I distinctly remember hanging up the phone and realizing that my decision was made. (Two more producers that I spoke with thereafter concurred about the “other stories to tell”/writer-to-director transition analysis.)
Here’s what it came down to for me: I want to direct. I love writing, but I love directing more —— being on set, working with actors, making decisions, calling the shots (literally and figuratively.) And I feel I made the decision that will get me to directing, on a project that I am passionate about, most quickly. I don’t know what that project is going to be yet, but I do feel closer to it now that I have sold my first script than I did nine months ago, when I was attached as the director and no producers were jumping on it.
Ultimately, I know the industry a bit, despite not working in NY production or LA development. Getting an indie feature off the ground is hard. An indie feature with a first-time director, with action ranging from crashing vehicles to fires to shootouts, was going to be damn near impossible. (Unlike my shorts, which I always write based on easily available locations and props, etc., I let myself go with this script.) So I could have waited six months, or a year, or six years, and hoped that the right producer would come along who would fall in love with the script and make it his or her life’s mission to get it made.

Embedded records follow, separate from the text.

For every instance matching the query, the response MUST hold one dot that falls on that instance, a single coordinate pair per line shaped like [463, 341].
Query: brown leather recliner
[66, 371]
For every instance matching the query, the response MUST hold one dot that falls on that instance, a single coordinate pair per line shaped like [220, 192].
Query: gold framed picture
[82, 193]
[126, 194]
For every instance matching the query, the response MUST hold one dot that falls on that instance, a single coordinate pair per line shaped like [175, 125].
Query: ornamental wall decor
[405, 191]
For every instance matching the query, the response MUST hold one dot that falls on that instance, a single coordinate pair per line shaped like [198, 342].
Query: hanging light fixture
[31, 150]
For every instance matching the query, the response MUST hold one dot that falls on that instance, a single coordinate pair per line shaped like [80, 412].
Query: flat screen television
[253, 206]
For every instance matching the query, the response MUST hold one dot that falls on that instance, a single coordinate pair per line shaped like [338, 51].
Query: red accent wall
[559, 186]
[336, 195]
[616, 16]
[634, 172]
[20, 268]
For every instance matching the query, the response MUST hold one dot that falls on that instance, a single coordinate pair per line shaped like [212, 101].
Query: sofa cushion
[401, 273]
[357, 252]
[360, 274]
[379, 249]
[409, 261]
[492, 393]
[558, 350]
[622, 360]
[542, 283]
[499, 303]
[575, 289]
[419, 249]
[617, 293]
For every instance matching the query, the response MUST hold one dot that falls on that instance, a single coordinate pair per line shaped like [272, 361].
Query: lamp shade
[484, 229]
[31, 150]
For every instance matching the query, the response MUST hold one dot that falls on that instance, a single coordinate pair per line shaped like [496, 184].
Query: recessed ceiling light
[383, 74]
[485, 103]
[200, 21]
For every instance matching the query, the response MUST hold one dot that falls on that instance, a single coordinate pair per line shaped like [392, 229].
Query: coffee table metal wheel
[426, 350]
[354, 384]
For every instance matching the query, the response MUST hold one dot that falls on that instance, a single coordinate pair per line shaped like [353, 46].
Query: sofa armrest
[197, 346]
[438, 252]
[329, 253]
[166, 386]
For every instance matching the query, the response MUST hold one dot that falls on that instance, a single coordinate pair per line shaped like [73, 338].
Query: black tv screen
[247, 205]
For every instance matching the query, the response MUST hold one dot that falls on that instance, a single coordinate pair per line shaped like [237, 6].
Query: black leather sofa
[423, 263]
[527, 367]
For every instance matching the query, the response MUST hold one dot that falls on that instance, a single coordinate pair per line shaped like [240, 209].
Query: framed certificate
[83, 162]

In fact, before Ind. Film Week I wrote a blog post for Filmmaker about what I was looking for in a producer. And despite a great exposure to the independent film industry in NYC thanks to IFP, I didn’t find a producer who flipped for it and me as the director. My manager did flip for it, and will support me on the road to directing. So I made the pragmatic decision—let go of directing this one, but use it to get further down the road. When I shared my final decision with Scott and the IFP staff, I felt a little sheepish —— having utilized Independent Film Week to ultimately sell a script to a studio.

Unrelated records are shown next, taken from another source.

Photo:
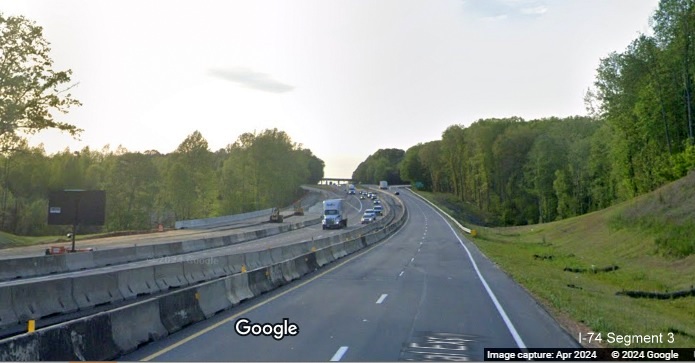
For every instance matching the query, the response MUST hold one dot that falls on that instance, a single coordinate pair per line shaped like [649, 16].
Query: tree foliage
[382, 165]
[257, 171]
[30, 89]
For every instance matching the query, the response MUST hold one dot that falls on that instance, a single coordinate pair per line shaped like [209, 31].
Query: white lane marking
[500, 310]
[339, 354]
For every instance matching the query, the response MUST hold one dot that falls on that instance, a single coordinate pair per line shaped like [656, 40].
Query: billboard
[77, 207]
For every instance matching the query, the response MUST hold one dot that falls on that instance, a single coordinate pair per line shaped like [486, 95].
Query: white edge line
[339, 354]
[498, 306]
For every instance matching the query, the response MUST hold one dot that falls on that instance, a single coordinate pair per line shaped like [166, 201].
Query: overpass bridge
[328, 181]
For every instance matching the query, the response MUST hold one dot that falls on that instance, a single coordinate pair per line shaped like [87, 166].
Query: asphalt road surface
[424, 294]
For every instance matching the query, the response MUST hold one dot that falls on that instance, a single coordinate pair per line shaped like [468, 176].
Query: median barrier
[234, 262]
[169, 276]
[24, 348]
[259, 281]
[193, 246]
[85, 339]
[277, 274]
[338, 251]
[136, 324]
[204, 269]
[77, 261]
[7, 315]
[137, 282]
[94, 290]
[180, 309]
[144, 252]
[237, 287]
[40, 299]
[324, 256]
[276, 255]
[216, 242]
[213, 297]
[207, 222]
[23, 267]
[167, 249]
[114, 256]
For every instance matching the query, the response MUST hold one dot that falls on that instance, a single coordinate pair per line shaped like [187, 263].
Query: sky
[342, 78]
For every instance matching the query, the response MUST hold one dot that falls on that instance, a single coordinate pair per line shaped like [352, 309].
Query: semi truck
[334, 215]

But Scott said he thought that this story of my success might actually be a dream for a big chunk of folks who read Filmmaker, and I hope that my decision-making process regarding directing my own indie feature and starting a career writing in Hollywood might be instrumental for other folks setting out.
So INSIDE THE MACHINE is out to directors, I’m up for writing assignments in Hollywood, finishing a new spec and working up pitches. My agents and managers know that my long term goal is directing, and that’s something that I talked about in many of my meetings in LA as well. I also made sure to hire an entertainment attorney out of NYC who has a lot of experience with independent financing, and we discussed how he could support my directing down the line as well—always thinking for the future. I’m feeling incredibly grateful and lucky, and looking to support anyone else on their journey that I can.
I’m also thinking about making another strong short, even better than my last, as a good way to showcase my talent as a director, work with actors and crew, hone my skills, etc. This past weeked I attended the Sundance ShortsLab at BAM and learned some stuff there that I can use to make my next short better, and get me further down the road towards directing my first feature.
It’s a marathon, not a sprint; I’m taking it one step at a time, and enjoying every minute of the trip.
Feel free to chime in on the Comments if any of this connects with you.